With respect to the latter, millions of people have at some point considered the possibility of having themselves or their loved ones cryonically preserved (very low-temperature preservation and storage) in the hope that future medical technology might revive and cure them. Yet so far, only a few thousand have entered contracts to do so. Why? There are many potential reasons, yet one is a particularly tractable challenge to the scientific community. At present there is little evidence that the existing practice of cryonics preserves the precise wiring of our brain’s hundred billion neurons. Cryonics techniques have improved substantially in recent years, but the fundamental question remains:

“Does cryonics as practiced today adequately preserve the synaptic connectivity of an entire human brain?”

This is also a well-defined scientific question that can be answered today. This question is of great importance, particularly to terminally ill patients wishing to preserve their memories or identities today, for which cryonic preservation of unknown efficacy is presently their only alternative.

We at the Brain Preservation Foundation are dedicated to seeing that these questions are answered in a definitive scientific manner as soon as possible. To do so we have introduced the Brain Preservation Technology Prize – a prize that challenges connectomics researchers and cryonics practitioners alike to demonstrate their best whole brain preservation techniques on an animal whose brain is then sectioned at 1mm intervals and subjected to an independent comprehensive electron microscopic sampling survey looking for damage that would destroy synaptic connectivity. The Prize is designed to uncover the truth about the quality of today’s preservation techniques and to spur research into better techniques.

If you agree that these are important questions, and that resources should be devoted to definitively answering them, please consider lending your support. Would you like to join our Advisors group? Have a relevant advanced degree, technical or other experience? Contact us.

Footnotes

* In electron microscopy we can visualize preserved neural tissue down to about a 6 nanometer resolution. This allows us to directly see each neuron's synapses and dendrites, and all the larger molecular structures, including neurotransmitter vesicles in axon terminals, that form their connections. This level of neural structure is the most common definition of the connectome, how neurons connect to each other in a living brain.

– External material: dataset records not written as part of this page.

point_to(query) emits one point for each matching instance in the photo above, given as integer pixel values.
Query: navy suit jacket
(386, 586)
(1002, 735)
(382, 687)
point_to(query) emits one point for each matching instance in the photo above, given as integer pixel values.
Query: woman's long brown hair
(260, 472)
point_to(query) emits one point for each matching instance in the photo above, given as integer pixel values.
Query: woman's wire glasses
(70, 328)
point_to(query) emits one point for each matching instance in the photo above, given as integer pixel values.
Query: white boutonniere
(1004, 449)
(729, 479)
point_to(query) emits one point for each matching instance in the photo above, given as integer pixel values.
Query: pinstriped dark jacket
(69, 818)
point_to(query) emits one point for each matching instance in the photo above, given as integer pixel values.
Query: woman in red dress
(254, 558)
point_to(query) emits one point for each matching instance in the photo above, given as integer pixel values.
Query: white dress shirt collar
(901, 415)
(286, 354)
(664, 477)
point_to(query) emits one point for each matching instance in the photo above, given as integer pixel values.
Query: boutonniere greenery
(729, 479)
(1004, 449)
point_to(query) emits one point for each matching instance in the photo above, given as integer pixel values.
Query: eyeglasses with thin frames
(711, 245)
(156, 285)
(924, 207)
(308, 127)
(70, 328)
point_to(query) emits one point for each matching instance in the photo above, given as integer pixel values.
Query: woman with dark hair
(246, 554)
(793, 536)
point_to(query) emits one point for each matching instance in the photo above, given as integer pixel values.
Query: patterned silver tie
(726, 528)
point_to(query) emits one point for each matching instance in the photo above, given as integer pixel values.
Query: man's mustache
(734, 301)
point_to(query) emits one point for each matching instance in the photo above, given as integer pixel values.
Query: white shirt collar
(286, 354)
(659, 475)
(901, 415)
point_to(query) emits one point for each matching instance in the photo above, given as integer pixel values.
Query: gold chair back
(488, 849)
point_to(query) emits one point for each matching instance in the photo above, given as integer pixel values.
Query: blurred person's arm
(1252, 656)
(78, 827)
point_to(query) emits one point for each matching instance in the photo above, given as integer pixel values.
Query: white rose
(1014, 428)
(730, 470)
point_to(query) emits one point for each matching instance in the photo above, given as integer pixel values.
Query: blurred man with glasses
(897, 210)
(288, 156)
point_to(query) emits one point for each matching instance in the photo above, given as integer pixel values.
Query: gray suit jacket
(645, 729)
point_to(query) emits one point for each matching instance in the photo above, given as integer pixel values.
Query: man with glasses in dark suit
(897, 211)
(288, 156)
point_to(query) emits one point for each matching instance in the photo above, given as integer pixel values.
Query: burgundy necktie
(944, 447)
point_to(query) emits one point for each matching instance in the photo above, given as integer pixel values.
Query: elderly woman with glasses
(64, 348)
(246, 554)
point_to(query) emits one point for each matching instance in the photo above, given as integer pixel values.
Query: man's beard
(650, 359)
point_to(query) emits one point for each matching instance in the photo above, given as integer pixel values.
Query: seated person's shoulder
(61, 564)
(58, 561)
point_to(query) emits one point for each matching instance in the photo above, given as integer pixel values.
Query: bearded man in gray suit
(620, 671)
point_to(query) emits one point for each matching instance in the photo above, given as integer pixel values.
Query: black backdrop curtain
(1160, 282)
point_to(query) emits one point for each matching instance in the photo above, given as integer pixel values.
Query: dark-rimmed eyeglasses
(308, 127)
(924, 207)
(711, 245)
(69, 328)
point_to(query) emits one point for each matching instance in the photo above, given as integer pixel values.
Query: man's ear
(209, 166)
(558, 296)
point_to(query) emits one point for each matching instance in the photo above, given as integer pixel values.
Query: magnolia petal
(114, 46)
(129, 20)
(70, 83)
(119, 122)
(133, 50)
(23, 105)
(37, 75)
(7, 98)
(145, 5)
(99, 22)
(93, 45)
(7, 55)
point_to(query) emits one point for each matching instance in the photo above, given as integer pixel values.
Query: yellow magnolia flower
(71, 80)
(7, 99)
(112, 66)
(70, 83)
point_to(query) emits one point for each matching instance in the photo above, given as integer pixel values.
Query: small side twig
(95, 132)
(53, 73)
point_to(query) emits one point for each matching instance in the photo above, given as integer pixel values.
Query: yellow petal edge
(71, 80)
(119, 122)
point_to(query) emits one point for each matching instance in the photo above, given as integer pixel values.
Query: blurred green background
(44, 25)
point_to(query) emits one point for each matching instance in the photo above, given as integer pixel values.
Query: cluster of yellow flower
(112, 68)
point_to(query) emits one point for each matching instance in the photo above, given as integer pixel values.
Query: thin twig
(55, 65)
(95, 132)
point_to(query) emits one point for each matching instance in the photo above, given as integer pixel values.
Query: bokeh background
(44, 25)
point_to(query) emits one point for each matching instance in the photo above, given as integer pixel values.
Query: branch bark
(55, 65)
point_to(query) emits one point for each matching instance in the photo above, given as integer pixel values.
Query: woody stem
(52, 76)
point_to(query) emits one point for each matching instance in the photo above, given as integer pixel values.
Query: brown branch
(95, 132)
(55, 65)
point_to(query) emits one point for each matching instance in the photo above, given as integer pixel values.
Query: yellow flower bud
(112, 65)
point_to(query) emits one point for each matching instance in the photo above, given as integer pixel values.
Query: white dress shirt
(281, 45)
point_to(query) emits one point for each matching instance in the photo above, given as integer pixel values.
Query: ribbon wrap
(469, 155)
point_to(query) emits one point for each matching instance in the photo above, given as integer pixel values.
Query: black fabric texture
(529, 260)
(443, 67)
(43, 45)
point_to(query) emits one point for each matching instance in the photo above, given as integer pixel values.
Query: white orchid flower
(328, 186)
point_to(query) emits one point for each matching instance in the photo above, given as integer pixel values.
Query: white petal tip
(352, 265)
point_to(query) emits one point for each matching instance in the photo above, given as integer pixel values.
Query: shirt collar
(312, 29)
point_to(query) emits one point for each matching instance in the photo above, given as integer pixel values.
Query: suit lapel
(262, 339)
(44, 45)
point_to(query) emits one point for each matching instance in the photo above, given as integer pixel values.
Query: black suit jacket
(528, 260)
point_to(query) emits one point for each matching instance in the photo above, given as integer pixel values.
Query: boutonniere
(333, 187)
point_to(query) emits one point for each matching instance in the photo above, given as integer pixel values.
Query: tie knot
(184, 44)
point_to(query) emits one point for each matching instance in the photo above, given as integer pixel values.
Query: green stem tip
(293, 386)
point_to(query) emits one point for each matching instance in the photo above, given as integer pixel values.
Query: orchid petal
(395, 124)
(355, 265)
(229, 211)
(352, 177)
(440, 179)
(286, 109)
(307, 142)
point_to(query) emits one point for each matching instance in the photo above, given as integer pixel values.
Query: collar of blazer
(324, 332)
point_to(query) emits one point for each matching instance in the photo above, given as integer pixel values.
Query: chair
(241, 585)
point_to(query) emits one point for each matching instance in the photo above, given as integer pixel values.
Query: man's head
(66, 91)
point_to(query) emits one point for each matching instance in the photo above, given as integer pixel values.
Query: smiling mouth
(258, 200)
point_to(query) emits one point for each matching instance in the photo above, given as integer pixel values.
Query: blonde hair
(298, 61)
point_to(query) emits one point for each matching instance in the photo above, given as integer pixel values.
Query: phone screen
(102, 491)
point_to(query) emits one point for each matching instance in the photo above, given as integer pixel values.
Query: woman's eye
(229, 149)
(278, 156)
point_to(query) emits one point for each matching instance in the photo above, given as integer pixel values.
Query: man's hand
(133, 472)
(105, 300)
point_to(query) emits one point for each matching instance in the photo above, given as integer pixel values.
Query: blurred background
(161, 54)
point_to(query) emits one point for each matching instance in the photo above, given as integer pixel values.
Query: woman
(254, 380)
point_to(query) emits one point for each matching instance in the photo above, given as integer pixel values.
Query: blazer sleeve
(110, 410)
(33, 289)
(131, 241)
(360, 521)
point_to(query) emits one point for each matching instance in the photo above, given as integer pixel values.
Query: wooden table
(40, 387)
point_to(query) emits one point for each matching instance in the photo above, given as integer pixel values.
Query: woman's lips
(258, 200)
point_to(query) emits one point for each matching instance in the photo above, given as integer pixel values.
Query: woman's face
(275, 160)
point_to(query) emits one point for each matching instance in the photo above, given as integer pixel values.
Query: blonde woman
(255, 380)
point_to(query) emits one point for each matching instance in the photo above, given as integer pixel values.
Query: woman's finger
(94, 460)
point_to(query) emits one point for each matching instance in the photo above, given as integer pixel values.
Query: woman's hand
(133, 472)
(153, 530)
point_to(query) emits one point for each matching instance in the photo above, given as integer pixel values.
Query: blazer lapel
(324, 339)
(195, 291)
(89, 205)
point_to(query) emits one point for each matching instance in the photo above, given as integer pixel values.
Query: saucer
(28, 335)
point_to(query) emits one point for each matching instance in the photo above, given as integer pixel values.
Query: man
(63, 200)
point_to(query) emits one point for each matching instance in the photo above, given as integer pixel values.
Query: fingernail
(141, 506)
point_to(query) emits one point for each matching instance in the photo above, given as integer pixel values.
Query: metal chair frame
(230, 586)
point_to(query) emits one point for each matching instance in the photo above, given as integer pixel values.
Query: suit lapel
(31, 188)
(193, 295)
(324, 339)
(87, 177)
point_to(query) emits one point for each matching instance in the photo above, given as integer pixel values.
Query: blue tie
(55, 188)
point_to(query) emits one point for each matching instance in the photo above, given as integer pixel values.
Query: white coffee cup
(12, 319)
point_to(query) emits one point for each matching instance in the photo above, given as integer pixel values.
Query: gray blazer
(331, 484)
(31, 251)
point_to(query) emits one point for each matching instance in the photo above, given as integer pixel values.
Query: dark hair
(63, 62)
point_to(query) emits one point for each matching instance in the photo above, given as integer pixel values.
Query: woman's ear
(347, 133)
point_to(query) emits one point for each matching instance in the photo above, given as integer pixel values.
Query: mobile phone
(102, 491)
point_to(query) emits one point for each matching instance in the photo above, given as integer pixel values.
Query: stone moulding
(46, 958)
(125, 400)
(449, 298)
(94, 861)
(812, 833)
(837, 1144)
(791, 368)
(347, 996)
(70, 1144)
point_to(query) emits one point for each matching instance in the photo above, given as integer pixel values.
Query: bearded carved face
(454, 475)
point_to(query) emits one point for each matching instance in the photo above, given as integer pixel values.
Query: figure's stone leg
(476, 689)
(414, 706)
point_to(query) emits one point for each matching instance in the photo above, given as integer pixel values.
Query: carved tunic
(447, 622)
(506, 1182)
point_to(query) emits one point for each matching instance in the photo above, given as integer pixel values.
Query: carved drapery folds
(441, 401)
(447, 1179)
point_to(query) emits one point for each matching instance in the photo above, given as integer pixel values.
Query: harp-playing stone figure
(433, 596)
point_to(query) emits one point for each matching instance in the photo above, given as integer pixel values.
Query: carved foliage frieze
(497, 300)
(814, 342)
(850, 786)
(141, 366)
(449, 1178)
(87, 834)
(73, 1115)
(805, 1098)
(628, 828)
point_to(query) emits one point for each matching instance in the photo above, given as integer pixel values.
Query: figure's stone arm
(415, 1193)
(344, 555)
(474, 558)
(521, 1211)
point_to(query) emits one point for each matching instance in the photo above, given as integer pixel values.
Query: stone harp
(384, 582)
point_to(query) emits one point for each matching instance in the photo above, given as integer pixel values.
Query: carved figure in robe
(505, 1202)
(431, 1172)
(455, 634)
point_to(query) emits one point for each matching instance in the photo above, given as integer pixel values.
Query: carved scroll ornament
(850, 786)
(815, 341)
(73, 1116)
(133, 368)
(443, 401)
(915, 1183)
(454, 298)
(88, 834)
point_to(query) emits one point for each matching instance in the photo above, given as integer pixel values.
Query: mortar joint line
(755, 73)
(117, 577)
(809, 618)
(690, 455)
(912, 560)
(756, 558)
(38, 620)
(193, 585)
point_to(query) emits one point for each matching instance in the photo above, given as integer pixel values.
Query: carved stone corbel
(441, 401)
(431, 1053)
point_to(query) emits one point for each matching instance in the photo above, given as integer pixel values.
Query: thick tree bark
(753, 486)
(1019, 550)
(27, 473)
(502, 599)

Electron microscopy does not allow us to directly see things like individual membrane receptors and other even smaller molecules in the synapse, or the signal states (phosphorylation, methylation, etc.) of individual brain proteins. That level of structure is sometimes called the synaptome, and it remains an open question in neuroscience what features of the synaptome need to be preserved to preserve memory and identity. What we do know is that chemical fixation and cryonics both preserve the fats, proteins, sugars, and DNA in living neurons, and fix them effectively in place, and membrane receptors stay in their normal distributions as well, as verified by antibody probes. What we don't know yet is which of the very smallest molecules and cytoskeletal features in our neurons and glia are critical to memory and identity, and which signal states at the molecular level are also important.

Our current Brain Preservation Technology Prize is focused on the connectome. As neuroscience advances, we may learn that certain features of the synaptome must also be preserved. In that case, the Brain Preservation Foundation will offer additional synaptome-level Technology prizes. Bottom line: As neuroscience continues to advance, BPF will do our best to help science to determine whether reliable and affordable protocols can be found to preserve those brain structures that give rise to our memories and identities, according to our best evidence to date.